To order a remanufactured transmission from a company like Street Smart Transmission, all you need to do is provide your vehicle’s VIN number, the mileage, and the address of the repair shop that you want it shipped to.
Replacing a transmission can be expensive, so Street Smart Transmission offers financing through PayPal. Depending on your credit, you’ll be able to order a new transmission, get back on the road, then pay for it over time. You may have to pay labor charges for the installation up front, but you won’t have to shell out for the transmission all at once.
When it comes to shipping, a transmission is quite heavy. So you’re going to pay quite a bit of money, unless the reman transmission company offers free shipping. Street Smart offers free shipping to a business address, which is usually the repair shop that you’ve chosen to install the unit.
What is a Core Charge (Core Deposit)?
Every remanufactured transmission originally came from somebody else’s car. Therefore, they need your broken transmission in order to refurbish it for another customer.

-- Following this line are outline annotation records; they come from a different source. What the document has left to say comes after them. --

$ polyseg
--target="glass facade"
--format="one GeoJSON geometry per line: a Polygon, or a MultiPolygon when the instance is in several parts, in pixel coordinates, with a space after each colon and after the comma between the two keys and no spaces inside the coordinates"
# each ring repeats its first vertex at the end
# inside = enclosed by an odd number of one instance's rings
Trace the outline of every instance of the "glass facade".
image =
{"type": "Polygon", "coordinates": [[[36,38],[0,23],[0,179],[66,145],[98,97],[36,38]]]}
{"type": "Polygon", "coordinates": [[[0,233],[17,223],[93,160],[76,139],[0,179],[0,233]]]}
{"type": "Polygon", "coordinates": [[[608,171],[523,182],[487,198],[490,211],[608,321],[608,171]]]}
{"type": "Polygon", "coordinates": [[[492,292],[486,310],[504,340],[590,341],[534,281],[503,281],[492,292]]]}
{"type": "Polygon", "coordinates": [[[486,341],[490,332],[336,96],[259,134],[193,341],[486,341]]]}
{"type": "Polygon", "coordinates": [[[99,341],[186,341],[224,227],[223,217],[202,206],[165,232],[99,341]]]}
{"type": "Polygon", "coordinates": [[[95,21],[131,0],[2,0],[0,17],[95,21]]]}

Your old/damaged transmission is called a “core”, and many companies will collect a core charge (usually $500 to $1500), which will be refunded once they receive your old transmission. However, if the transmission case, or other key components are damaged beyond repair, you may not get all of your core charge back. Make sure to ask for the core return policy, so you’ll know what to expect.
We recommend Street Smart Transmission. We have found Street Smart to be of the highest quality. Their transmissions carry a 3 year / unlimited miles warranty that covers both parts and labor. Their warranty is nationwide and attached to the VIN so it is transferable with ownership if you decide to sell the vehicle. It also covers both parts and labor for the installation of the replacement transmission.
Watch the Remanufacturing Process
How it Works
Finding a Shop to Install the Remanufactured 48RE Transmission
For warranty purposes, you need to find a reliable repair shop. That way, if the replacement transmission doesn’t work properly, the warranty will cover it.